JAKARTA, KOMPAS - Aturan terkait perusahaan teknologi finansial masih kompleks. Pengaturan, pengawasan, dan pembinaan perusahaan teknologi finansial melibatkan berbagai otoritas karena beragamnya produk keuangan yang dimiliki perusahaan.
Ketua Dewan Komisioner Otoritas Jasa Keuangan (OJK) Wimboh Santoso dalam pembukaan diskusi “Antisipasi Disrupsi Teknologi Keuangan Kerja 4.0: Mengendalikan Fintech sebagai Parameter Perekonomian Masa Kini” di Jakarta, Rabu (23/2/2019), mengatakan, keberagaman produk dari perusahaan teknologi finansial (tekfin) menimbulkan masalah legalitas, risiko, dan regulasi.

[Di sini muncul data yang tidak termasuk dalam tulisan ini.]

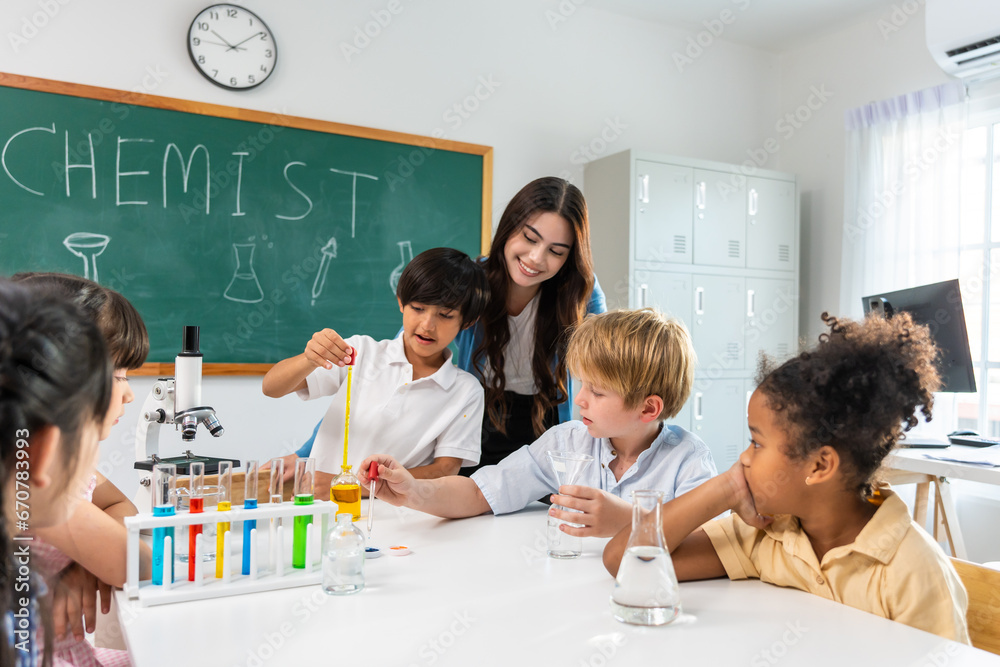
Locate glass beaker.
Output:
[546,451,594,558]
[611,491,681,625]
[323,512,365,595]
[222,243,264,303]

Wimboh menyampaikan, isu yang muncul saat ini adalah perusahaan tekfin yang bukan perusahaan jasa keuangan dapat mengeluarkan produk keuangan. Adapun beberapa jenis perusahaan tekfin yang beroperasi di Indonesia adalah yang bergerak di sistem pembayaran, penghimpunan modal, pengelolaan investasi, pembiayaan, dan perasuransian.
Keberagaman produk dari perusahaan teknologi finansial menimbulkan masalah legalitas, risiko, dan regulasi
Solusi yang diterapkan saat ini adalah perusahaan tekfin yang mengeluarkan produk pembiayaan diawasi OJK dan produk pembayaran diawasi Bank Indonesia (BI). Namun, tidak menutup kemungkinan produk perusahaan tekfin akan berinovasi sehingga membutuhkan pengawasan lintas lembaga dan sektor. “Ini ke depan harus kita atur dalam undang-undang,” kata Wimboh.
Wimboh melanjutkan, prinsip dasar pembuatan aturan bagi perusahaan tekfin adalah perlindungan konsumen. Perusahaan tekfin juga harus membuktikan pada OJK bahwa konsep bisnis akan berkelanjutan.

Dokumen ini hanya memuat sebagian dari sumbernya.